- Interactive map of the Vue De Lac area

General information
- Type: Residential
- Location: Dubai, United Arab Emirates
- Coordinates: 25°04′0″N 55°08′25″E﻿ / ﻿25.06667°N 55.14028°E
- Estimated completion: 2011
- Opening: ?

Technical details
- Floor count: Tower 1 - 40 Tower 2 - 45 Tower 3 - 40

Design and construction
- Architect: Gulf Engineering & Consultants
- Developer: Al Attar Properties

= Vue De Lac =

Vue De Lac (French for "View of Lake") is a complex of three towers in Jumeirah Lake Towers in Dubai, United Arab Emirates. Two of the towers, Vue De Lac 1 and Vista Del Lago, have 40 floors. Vue De Lac 2 has 45 floors. Completion of the complex was initially promised for September 2007. In 2009, a group of 30 investors filed a case with RERA against delays in construction and changes to design plans. An official from Al Attar Properties responded that the changes were due to regulation changes and that refunds would not be considered. As of 2010, Al Attar Properties started chasing investors for $18.5 million, despite the development still not being completed.

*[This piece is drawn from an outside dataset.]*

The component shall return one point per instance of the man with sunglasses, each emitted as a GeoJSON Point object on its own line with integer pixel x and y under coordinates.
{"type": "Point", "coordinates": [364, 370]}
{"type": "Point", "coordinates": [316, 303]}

Al Attar Properties has been the subject of extensive lawsuits by the investors. As of 2011, main construction work had still not commenced on the development.

The development featured on an episode of Homes from Hell on ITV1 in July 2010.

Other projects by the same developer include: Global Point, Polaris, Skyscraper, Toronto tower, Vancouver Tower. Toronto and Vancouver tower projects were cancelled by Dubai RERA. - Vue De Lac - Vista De Lago

The Toronto and Vancouver tower projects by Al Attar Properties were cancelled, and land was sold through an auction.